Alvvays : "Blue Rev"

 With a sound that is from a woozy corner of the 90s, this band from Canada manages to fuse quaint pop ditties with a swirl of ambiance. What is going to be key for them going forward is how well they blend to the sides of what they do. There are melodies that emerge which at times can be happier than what I normally listen to . However, when tempered to the more surreal drug drip of effects for the disenfranchised lyrics to ponder over things work out for the best as heard on "Easy on Your Own". The jangle of Smiths like guitars on "After the Earthquake" keeps the song coasting in a more organic indie rock direction. This works better than when they just default to the most likely sounds of the 90s. Thought even on default mode there ingrained sense of melodies keeps them from falling into mediocrity. 

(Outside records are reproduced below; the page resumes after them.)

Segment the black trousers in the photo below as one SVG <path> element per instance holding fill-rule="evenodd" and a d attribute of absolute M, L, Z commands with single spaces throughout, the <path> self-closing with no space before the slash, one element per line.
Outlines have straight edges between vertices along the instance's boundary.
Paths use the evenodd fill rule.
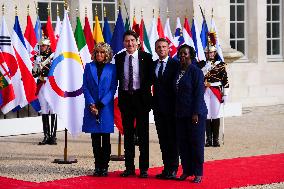
<path fill-rule="evenodd" d="M 199 116 L 198 124 L 191 117 L 177 118 L 177 139 L 183 173 L 202 176 L 204 163 L 206 118 Z"/>
<path fill-rule="evenodd" d="M 139 138 L 139 169 L 147 171 L 149 168 L 149 112 L 145 109 L 141 94 L 124 94 L 126 111 L 121 111 L 124 131 L 125 167 L 134 170 L 135 144 L 134 133 Z M 136 128 L 134 125 L 136 124 Z"/>
<path fill-rule="evenodd" d="M 165 171 L 177 171 L 179 166 L 176 124 L 174 115 L 154 111 L 155 125 L 159 138 Z"/>
<path fill-rule="evenodd" d="M 95 167 L 107 169 L 111 153 L 110 133 L 92 133 L 91 138 Z"/>

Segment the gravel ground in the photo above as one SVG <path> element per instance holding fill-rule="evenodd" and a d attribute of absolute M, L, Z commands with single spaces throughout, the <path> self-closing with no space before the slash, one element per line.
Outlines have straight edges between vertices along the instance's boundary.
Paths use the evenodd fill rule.
<path fill-rule="evenodd" d="M 37 145 L 42 135 L 0 137 L 0 176 L 43 182 L 92 174 L 94 163 L 89 134 L 82 133 L 76 138 L 68 135 L 68 158 L 78 159 L 78 163 L 69 165 L 51 163 L 63 158 L 64 132 L 58 132 L 58 145 Z M 226 118 L 225 145 L 206 148 L 205 160 L 284 153 L 283 139 L 284 105 L 245 108 L 243 116 Z M 112 154 L 117 154 L 117 141 L 115 133 L 111 137 Z M 155 125 L 150 125 L 150 166 L 162 166 Z M 114 170 L 124 170 L 124 162 L 111 161 L 109 171 Z M 284 183 L 246 188 L 284 188 Z"/>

They begin to lean more in an indie rock direction with "Pressed". The jangle of the guitar flowing like a lazy wine on a fall afternoon. Sometimes this feels more dialed in than others. The thoughtful guitars of "Many Mirrors" ambles hopefully on, though the colors the use are beginning to sound more uniform halfway into the album.  I appreciate the new wave quirk to "Very Online Guy".  They knock it out of the park when going for the bigger pop melodies on "Velveteen". This shows all the hipster edges aside, when it comes down to it, they can write songs. They are also pretty versatile mood wise when it comes to pop as heard on "Tile by Tile". The more poppy garage rock on "Pomeranian Spinster" is not my thing. They split the different on "Belinda Says " that marries youthful optimism with mature songwriting. 

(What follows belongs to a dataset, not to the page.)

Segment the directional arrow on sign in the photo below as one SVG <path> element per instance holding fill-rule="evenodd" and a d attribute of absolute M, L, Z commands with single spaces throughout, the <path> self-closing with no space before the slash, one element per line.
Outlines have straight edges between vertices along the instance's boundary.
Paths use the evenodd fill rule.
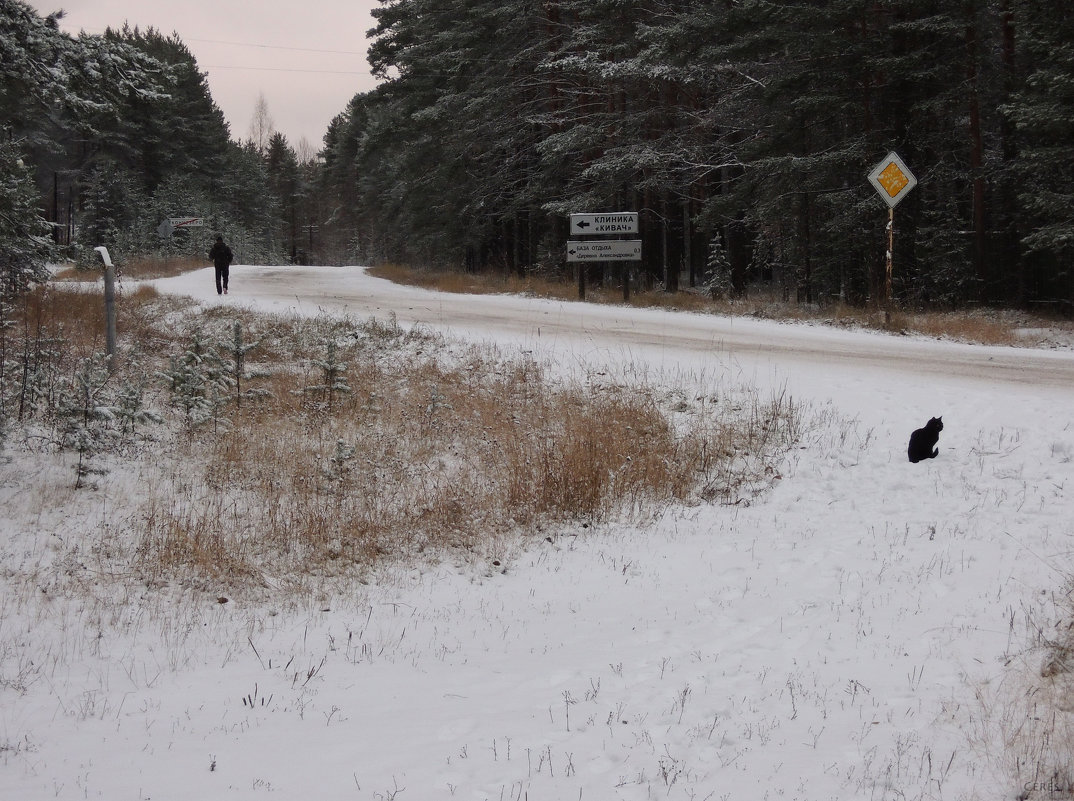
<path fill-rule="evenodd" d="M 636 234 L 638 233 L 638 213 L 572 214 L 570 215 L 570 230 L 580 234 Z"/>
<path fill-rule="evenodd" d="M 567 261 L 641 261 L 641 239 L 571 241 Z"/>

All of their songs are three-minute ditties so when they do not vibe with me as much, it is pretty harmless in regard to time invested in listening to them. With 14 songs there is a bigger margin for error. It feels like some of the steam in waning by the time we get to the languid "Bored in Bristol". The first ballad that eases into a more folk sound is "Lottery Noises" they amble out of this with an almost country feel, the last song sounds like a demo Lana Del Rey might have made if she was really stoned. I will give this album that was five years in the making a 9, could have been trimmed a couple of it's songs, but there are some excellent pop moments that are hazy enough to appeal to bong smokers more than Taylor Swift fans.